[0016]Accepting unconditionally
May you no longer quest for beauty and meaning
In the Heart Sutra, Avalokiteshvara says to Shariputra with sudden deep insight that “Form is emptiness. Emptiness is form”. By this he means that all things are the same; not this or that; not good or bad; not ugly or beautiful. The quest for beauty is central to western culture and thinking. All your life you have been brought up to discern between that which is aesthetically pleasing and that which is not. It is a means of escapism and another way that ego distorts reality in favour of the things it finds more preferable. All sorts of philosophical posturing are also part of the distortion process. After all, when you judge things as ugly or worthless to you, it is easy to dismiss them and ignore their existence.
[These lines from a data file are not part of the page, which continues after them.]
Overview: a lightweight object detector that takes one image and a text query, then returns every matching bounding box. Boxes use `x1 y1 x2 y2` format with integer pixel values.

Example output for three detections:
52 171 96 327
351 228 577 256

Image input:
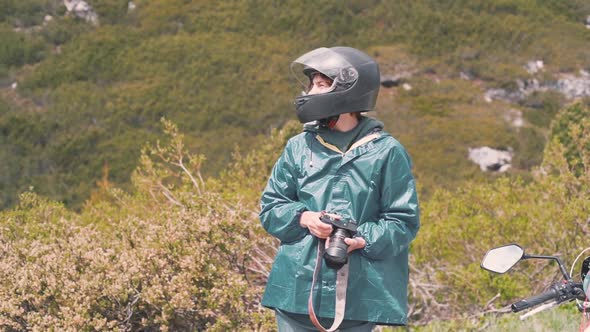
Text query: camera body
320 214 358 269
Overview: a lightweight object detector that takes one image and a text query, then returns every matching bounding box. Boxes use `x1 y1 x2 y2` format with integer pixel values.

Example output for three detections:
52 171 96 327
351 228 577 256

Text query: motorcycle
481 244 590 324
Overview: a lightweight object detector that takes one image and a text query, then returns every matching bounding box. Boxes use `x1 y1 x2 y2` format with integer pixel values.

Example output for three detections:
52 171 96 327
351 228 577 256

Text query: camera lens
324 228 350 269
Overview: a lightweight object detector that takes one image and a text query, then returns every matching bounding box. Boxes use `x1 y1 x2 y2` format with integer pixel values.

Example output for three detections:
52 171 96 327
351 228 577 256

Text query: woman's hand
344 237 367 252
299 211 340 239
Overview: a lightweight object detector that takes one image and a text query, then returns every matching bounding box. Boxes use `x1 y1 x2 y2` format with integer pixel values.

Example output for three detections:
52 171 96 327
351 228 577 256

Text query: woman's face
307 73 332 95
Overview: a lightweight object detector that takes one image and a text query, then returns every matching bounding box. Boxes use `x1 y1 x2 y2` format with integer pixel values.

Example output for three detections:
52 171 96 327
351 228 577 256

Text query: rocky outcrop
64 0 98 25
484 67 590 103
469 146 512 172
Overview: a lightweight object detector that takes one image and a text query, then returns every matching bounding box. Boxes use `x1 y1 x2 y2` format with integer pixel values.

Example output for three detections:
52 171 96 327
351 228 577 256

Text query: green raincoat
260 121 420 325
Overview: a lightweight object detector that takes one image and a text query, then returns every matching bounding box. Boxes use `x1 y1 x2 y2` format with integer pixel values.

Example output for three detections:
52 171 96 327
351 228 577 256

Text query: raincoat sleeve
260 140 308 242
358 145 420 260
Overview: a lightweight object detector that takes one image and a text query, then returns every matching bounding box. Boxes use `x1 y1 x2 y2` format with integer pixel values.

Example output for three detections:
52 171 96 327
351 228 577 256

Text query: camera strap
307 240 348 332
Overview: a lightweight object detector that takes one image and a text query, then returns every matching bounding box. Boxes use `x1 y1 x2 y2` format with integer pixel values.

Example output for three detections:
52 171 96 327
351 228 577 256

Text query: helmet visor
291 47 358 93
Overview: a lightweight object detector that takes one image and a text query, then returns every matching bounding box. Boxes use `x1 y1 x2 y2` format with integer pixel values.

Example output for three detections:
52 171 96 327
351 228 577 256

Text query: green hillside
0 0 590 208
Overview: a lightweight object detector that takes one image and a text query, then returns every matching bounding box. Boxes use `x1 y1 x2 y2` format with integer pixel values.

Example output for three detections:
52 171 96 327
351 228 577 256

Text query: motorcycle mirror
481 244 524 274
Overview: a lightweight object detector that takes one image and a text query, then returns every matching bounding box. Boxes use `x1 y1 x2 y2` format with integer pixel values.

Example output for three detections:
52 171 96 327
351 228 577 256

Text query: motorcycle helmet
291 47 380 123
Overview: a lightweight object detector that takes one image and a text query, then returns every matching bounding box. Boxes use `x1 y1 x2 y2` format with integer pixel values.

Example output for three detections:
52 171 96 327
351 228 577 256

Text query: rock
504 108 524 128
524 60 545 74
459 71 475 81
484 70 590 103
381 76 402 88
64 0 98 25
381 71 412 88
469 146 512 173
And the less you know about something, the less value it has to you, and the easier it is to destroy—like the Amazon rainforest that has been systematically decimated for decades or the four interconnected oceans around us that are at levels of toxicity surpassing the last ice age. Besides the sociological and ecological impacts that this type of thinking entails, the quest for a pretty little world brings with it all kinds of suffering. Śūnyatā (शून्यता) is the state of mind in which you deliberately refrain from fitting concepts or labels to ordinary things. But even when you divest these things of their names and associations, there’s the empty space left behind—don’t label that either. When you make no distinction between this and that, you’ll accept all things simply as they are as part of a continuum, each caused by and causing the other.